After the report dropped (and proceeded to blow up the internet), Reinhart and Rogoff rushed out a quick statement claiming that the new study (which was done by some UMass professors) supported their thesis that growth slowed as debt to GDP got higher. And Reinhart and Rogoff were quick to reiterate that even they weren’t necessarily implying causation on this (which may be true, but the fact that they say this is not well known to the politicians who are always citing the dreaded 90% level).
But in a new response — which is posted at FT — Reinhart and Rogoff admit they did make an Excel blunder, and that it mattered!
Here’s the key part:
The authors point out that there are three problems with our 1945-2009 averages and the paper itself: (i) a coding error that causes the first five countries in the alphabet to be omitted in forming averages for the 1946-2009 period in one figure, (ii) “selective exclusion” of 1946-1950 for New Zealand, and (iii) “unconventional weighting of summary statistics”—the implication being that these omissions are intentionally used to bias the results. They argue that the interaction of three problems magnifies their effects and leads to completely different conclusions, especially when they choose a different weighting scheme.
On the first point, we reiterate that Herndon, Ash and Pollin accurately point out the coding error that omits several countries from the averages in figure 2. Full stop. HAP are on point. The authors show our accidental omission has a fairly marginal effect on the 0-to-90-per-cent buckets in figure 2. However, it leads to a notable change in the average growth rate for the over-90-per-cent debt group. The median growth rate we report is the right order of magnitude.

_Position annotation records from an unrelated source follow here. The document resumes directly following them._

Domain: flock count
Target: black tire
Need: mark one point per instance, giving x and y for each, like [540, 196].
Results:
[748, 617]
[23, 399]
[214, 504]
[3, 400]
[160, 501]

The statement isn’t a full cave.
They still say that growth is slower as debt gets higher, and as stated in the statement above, they claim that median, rather than mean, growth rates are consistent with their original projections, even with the Excel change.
STILL. This is dramatic stuff. The 90% threshold has taken on a huge role in the public economic/political/pop-culture discourse. And they admit that that an Excel error lead to a “notable” change in what you’d get for the average growth rate above this level.